Dispo-te com um olhar...
relutante... com suavidade
da tua pose altaneira e fugidia...
Desço esse olhar pelos contornos difusos
que a luz mortiça me permite ver.
A janela tem vista para o nascer do Sol
que não aparece entre os sinais da cidade adormecida.
Hoje não se espera nada de novo do dia
por isso estás deitada entre lençóis gastos e sujos
de olhos fechados... a olhar sem me perceber.
Voam barulhentos os pardais... perdidos de rumo
neste dia hesitante que não chega aos beirais.
A porta está fechada como tu.
Nada para lá dela... se comove com o tempo
que escorre como um ribeiro de águas paradas.
Mudas a posição descuidada e indolente
está o café no fogão ainda quente...
mas sem calor que se veja nem cheiro que te acorde.
Nada se move neste quarto de forma continuada
a não ser o pó que permanece no ar dançando
ao ritmo das nossas respirações desalinhadas.
O horizonte nada promete nem a realidade.
O céu coberto de estranhas formas cinza e negras
impregna o tempo de uma saudade sem tempo.
Passo o olhar de ti para a folha de um livro bolorento
que me chega à alma com o vento de outros dias
que levou as letras que um dia desejei ler.
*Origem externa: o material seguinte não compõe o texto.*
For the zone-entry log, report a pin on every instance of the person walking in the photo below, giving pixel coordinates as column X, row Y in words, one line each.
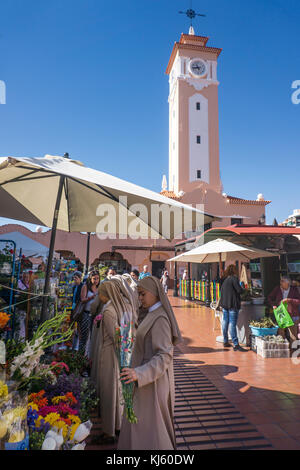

A claridade que transmites no teu jeito insolente
não deixa ver mais que a tua sombra confusa
como os sentimentos que por mim passam.
Abandono as folhas vazias e acendo um cigarro
do tamanho possível de vislumbrar no rasgo da luz que já tarda.
Cheira a mofo o espaço em que a vida vegeta
o café seca de cansaço numa borra abjeta
que permanece colada às bordas do vaso já tão sujo
como às bordas da pedra o musgo esverdeado se apega.
Passeio em passos curtos no espaço que resta
no quarto sala e caixão em que se tornou este quadrado de tempo
ficando inocente a olhar a semente que já não és.
Sou como que um adubo estragado assim para mim.
Ao longe parece que um trovão nasce e cresce
agitando o silêncio sepulcral em que o dia se
pareceu tornar.
Venha um pouco de chuva de cima já... para o ar agitar
lavar a visão presa de movimento.
Sente-se uma aragem que movimenta o pó parado.
O movimento deixa-te agora de lado...de costas
tiro o corpo de pé e deixo-me sentado.
Vejo melhor de lado a tua parte menos despida
e as folhas já tremem no livro de letras paradas.
Os pardais saíram por fim como bandos de loucos aprisionados.
A água vinda de cima dá vida de novo ao ribeiro estagnado.
Nada parece o que há pouco era.
Sente-se no ar uma aragem do norte que insufla nos corpos coragem
saída de novo do mais profundo do ser... se calhar mais forte...
numa enorme Primavera de dias de procura para melhor sorte.